Lembrei também que, em inglês, pipoca chama-se pop corn. Pop corn, o milho que explode. Se tem pipoca que estoura, e pipoca que não estoura, o milho que não estoura, se eu fritar, o que acontece? Ele é duro, mas é saboroso. Então pegamos este milho e moemos. E eu consigo um pó de pipoca, não com o sabor de pipoca, mas do piruá, daquele milho que não estourado.

O angú é o jeito mineiro de fazer polenta. Se eu contar para vocês que o milho só existiu na Itália depois do ano 1.500, eu pergunto: quem nasceu primeiro? A polenta ou o angú? Se o angú ou o milho é a base da alimentação dos índios Guarani, ou do tronco linguístico Guarani americano. Desculpa, o angú não é o primo pobre da polenta. O Angú é o pai da polenta. Esta é uma questão de orgulho de como a gente coloca a voz numa palavra.

Por baixo de tudo, tem um sofrito de legumes.
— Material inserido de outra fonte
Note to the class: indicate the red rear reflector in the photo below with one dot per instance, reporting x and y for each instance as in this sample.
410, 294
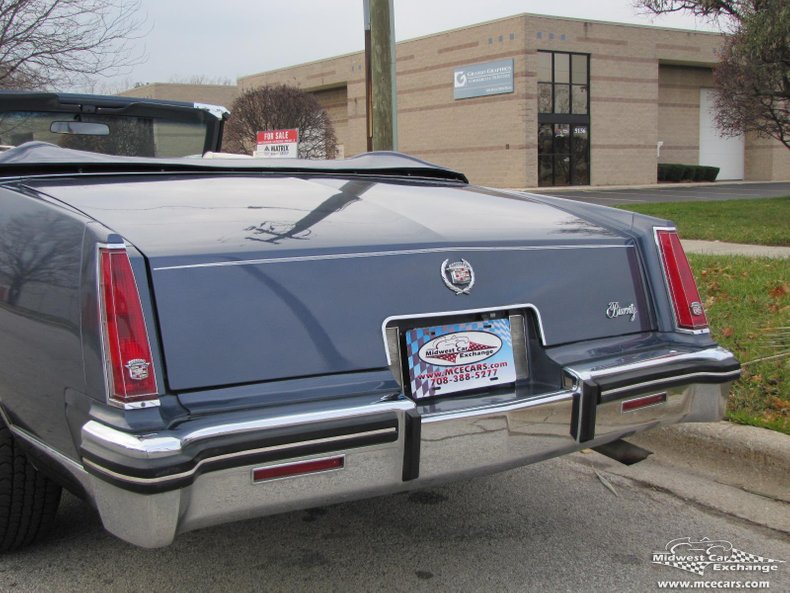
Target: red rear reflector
689, 313
128, 351
297, 469
643, 402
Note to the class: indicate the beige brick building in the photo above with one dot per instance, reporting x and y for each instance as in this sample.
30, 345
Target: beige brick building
591, 103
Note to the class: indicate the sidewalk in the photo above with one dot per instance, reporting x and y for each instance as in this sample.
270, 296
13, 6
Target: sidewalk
722, 248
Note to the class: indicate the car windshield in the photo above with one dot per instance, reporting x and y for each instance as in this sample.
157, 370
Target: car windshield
108, 134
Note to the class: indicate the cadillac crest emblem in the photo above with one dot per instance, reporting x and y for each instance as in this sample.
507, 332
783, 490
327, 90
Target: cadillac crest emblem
458, 276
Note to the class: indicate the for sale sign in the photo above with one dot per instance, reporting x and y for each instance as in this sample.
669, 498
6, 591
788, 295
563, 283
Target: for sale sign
278, 144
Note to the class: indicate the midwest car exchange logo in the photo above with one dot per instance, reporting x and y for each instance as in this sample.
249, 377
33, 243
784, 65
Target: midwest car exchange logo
718, 555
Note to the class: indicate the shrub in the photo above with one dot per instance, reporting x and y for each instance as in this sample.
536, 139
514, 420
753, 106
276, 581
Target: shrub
674, 172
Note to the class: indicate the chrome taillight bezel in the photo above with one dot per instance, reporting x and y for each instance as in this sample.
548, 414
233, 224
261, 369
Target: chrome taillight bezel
151, 397
668, 287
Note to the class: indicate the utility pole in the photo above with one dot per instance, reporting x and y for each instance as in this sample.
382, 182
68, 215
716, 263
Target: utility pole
381, 90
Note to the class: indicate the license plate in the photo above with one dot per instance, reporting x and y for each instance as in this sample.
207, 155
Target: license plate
446, 359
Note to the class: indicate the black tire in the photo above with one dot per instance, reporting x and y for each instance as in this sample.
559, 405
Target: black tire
28, 499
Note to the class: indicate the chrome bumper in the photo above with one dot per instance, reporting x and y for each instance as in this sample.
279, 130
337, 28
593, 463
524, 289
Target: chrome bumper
148, 488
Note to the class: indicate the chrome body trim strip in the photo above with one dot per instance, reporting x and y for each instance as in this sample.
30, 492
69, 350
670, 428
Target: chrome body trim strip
153, 446
501, 408
716, 354
192, 471
334, 256
726, 376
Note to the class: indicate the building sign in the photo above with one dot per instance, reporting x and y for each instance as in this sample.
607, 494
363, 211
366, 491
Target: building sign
480, 80
278, 144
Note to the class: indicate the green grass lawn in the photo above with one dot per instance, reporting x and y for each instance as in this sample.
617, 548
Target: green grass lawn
759, 222
748, 305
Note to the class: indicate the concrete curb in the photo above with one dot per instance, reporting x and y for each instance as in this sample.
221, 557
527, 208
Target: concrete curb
722, 248
751, 458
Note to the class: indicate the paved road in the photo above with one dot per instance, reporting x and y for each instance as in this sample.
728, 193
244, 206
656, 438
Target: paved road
672, 193
549, 527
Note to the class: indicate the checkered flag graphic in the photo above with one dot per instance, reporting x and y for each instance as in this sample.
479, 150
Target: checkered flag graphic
696, 567
734, 557
418, 337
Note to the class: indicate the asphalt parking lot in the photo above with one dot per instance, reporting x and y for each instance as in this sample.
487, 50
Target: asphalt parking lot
568, 524
671, 192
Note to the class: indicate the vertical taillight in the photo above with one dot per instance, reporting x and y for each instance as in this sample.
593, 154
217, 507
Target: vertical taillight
689, 313
130, 370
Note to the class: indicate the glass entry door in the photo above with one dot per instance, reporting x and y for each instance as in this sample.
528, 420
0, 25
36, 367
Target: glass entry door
563, 154
563, 118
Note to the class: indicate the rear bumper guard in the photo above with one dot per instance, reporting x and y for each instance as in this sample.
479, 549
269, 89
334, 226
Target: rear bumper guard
150, 487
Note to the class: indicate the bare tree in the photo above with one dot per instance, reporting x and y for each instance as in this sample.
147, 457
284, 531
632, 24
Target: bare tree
753, 77
51, 43
276, 107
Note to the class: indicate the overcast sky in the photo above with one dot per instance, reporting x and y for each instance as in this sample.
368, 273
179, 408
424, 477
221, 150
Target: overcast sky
231, 38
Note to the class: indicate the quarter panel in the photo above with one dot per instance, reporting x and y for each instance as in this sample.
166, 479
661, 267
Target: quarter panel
40, 254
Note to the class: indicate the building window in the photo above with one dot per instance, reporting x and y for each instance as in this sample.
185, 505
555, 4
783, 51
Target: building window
563, 118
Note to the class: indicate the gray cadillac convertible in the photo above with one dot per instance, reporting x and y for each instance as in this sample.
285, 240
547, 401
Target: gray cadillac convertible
190, 341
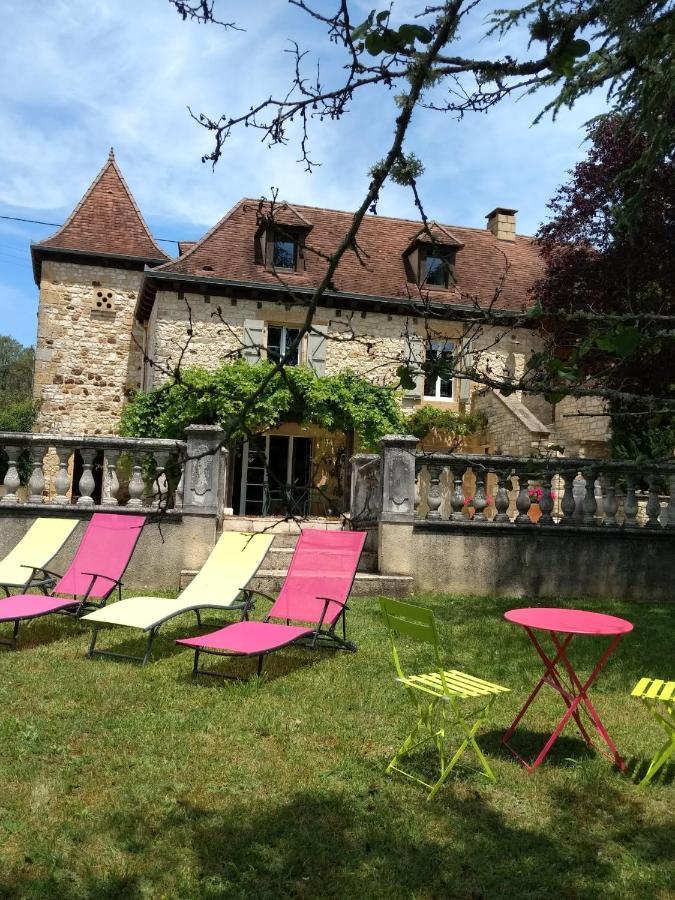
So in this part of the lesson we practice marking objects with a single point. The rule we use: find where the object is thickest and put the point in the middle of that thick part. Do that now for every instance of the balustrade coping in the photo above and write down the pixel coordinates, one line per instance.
(537, 465)
(511, 528)
(28, 509)
(98, 442)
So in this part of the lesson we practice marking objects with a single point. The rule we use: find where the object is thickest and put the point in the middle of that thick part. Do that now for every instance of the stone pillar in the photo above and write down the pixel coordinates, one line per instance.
(398, 504)
(202, 483)
(202, 480)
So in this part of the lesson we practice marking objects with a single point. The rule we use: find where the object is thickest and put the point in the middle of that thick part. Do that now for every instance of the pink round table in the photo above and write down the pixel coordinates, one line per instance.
(562, 626)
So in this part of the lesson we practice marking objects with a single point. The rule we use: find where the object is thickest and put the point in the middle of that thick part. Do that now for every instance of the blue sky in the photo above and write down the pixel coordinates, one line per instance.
(77, 77)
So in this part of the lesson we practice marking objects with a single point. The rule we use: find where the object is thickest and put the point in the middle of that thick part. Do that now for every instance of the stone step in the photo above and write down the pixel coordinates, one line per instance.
(366, 584)
(274, 525)
(280, 558)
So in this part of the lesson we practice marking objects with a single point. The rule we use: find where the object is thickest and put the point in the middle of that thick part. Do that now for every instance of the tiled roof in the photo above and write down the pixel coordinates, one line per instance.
(483, 267)
(106, 220)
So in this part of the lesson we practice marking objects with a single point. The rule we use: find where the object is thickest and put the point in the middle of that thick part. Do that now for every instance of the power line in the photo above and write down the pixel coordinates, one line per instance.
(58, 225)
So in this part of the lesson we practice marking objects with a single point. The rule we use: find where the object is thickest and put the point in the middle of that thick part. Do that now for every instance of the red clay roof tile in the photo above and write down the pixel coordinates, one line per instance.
(485, 268)
(107, 220)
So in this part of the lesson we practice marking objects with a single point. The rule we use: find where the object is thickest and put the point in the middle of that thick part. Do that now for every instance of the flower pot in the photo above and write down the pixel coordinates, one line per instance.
(534, 512)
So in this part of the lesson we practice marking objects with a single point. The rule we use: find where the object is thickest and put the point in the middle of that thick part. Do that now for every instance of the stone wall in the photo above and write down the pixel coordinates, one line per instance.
(511, 427)
(164, 550)
(86, 359)
(503, 561)
(579, 430)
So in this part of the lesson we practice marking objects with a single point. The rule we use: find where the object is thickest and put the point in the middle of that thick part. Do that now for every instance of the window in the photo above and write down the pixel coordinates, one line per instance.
(435, 270)
(436, 386)
(279, 339)
(284, 252)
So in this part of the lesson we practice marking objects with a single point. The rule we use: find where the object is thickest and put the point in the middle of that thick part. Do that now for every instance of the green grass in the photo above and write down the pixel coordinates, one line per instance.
(117, 781)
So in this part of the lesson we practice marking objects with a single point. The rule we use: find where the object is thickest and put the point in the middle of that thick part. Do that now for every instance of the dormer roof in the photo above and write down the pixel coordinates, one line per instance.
(106, 224)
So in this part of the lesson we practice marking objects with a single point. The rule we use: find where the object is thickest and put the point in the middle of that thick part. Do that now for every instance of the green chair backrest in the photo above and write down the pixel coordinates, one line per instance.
(407, 620)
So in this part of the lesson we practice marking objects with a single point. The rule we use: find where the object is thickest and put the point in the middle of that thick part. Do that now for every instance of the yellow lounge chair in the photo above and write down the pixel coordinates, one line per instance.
(220, 584)
(23, 567)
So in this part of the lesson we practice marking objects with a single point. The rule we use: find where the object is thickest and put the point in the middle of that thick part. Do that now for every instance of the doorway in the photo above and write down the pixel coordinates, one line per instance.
(276, 476)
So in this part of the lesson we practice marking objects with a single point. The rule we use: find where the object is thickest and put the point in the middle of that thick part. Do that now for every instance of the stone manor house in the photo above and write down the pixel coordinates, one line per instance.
(114, 312)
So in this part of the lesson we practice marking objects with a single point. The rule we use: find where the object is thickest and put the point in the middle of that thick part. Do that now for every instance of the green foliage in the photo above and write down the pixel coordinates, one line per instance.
(375, 36)
(233, 398)
(451, 427)
(404, 171)
(16, 371)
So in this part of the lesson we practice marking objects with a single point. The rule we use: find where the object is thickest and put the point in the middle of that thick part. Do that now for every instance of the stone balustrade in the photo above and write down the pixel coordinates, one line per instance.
(87, 472)
(476, 489)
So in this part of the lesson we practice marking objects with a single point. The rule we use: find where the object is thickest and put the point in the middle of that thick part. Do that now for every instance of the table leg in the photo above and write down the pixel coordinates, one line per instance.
(572, 700)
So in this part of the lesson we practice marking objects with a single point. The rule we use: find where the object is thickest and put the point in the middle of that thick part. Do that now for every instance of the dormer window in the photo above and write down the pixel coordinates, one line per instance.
(280, 240)
(430, 258)
(284, 251)
(436, 270)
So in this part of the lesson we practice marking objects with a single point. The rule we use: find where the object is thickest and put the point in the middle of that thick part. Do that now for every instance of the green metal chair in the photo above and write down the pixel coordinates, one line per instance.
(439, 696)
(659, 698)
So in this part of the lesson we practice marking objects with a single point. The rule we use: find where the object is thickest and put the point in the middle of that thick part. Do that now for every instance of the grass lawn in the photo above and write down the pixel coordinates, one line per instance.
(117, 781)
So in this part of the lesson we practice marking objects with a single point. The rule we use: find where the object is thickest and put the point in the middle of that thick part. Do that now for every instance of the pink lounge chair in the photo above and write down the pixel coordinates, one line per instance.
(96, 570)
(314, 593)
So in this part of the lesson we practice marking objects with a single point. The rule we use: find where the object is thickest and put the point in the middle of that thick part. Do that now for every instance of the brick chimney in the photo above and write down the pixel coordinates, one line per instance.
(502, 223)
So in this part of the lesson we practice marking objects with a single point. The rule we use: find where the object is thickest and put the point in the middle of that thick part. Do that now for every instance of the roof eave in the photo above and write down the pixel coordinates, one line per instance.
(39, 251)
(151, 280)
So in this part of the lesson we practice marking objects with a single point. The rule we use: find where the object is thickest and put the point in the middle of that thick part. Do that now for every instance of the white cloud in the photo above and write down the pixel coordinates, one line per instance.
(76, 77)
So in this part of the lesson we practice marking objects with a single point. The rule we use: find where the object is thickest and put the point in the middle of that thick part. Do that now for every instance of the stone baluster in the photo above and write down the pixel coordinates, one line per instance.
(87, 483)
(457, 499)
(579, 493)
(546, 502)
(178, 501)
(36, 482)
(111, 484)
(568, 503)
(653, 503)
(160, 484)
(670, 517)
(501, 498)
(62, 480)
(590, 503)
(610, 503)
(12, 480)
(136, 483)
(523, 501)
(418, 492)
(630, 506)
(479, 501)
(434, 498)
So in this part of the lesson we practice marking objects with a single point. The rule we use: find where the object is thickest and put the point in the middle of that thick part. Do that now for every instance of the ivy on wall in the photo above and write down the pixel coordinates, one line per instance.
(346, 403)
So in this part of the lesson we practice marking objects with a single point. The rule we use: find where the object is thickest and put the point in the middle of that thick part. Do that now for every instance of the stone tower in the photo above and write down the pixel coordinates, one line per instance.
(89, 350)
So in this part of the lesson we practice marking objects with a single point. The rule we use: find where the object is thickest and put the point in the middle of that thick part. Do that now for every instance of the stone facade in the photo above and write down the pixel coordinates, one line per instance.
(89, 349)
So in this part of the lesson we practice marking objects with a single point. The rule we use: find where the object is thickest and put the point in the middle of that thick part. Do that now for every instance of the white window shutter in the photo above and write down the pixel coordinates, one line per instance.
(466, 362)
(254, 339)
(316, 349)
(415, 361)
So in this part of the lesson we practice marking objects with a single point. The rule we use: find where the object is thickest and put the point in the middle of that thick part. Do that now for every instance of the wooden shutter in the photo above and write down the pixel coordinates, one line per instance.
(415, 360)
(316, 349)
(254, 339)
(466, 362)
O que é um sofrito de legumes? Eu pego cebola, aipo, salsão, alho-poró, cenoura, berinjela e vou refogando bem devagarinho. Todos aqueles legumes vão derretendo e formando uma pasta. Vão dourando e se caramelizando, realizando uma reação que se chama maillard. Todos aqueles sabores distintos do vinho, dos legumes, das ervas, viram um único sabor.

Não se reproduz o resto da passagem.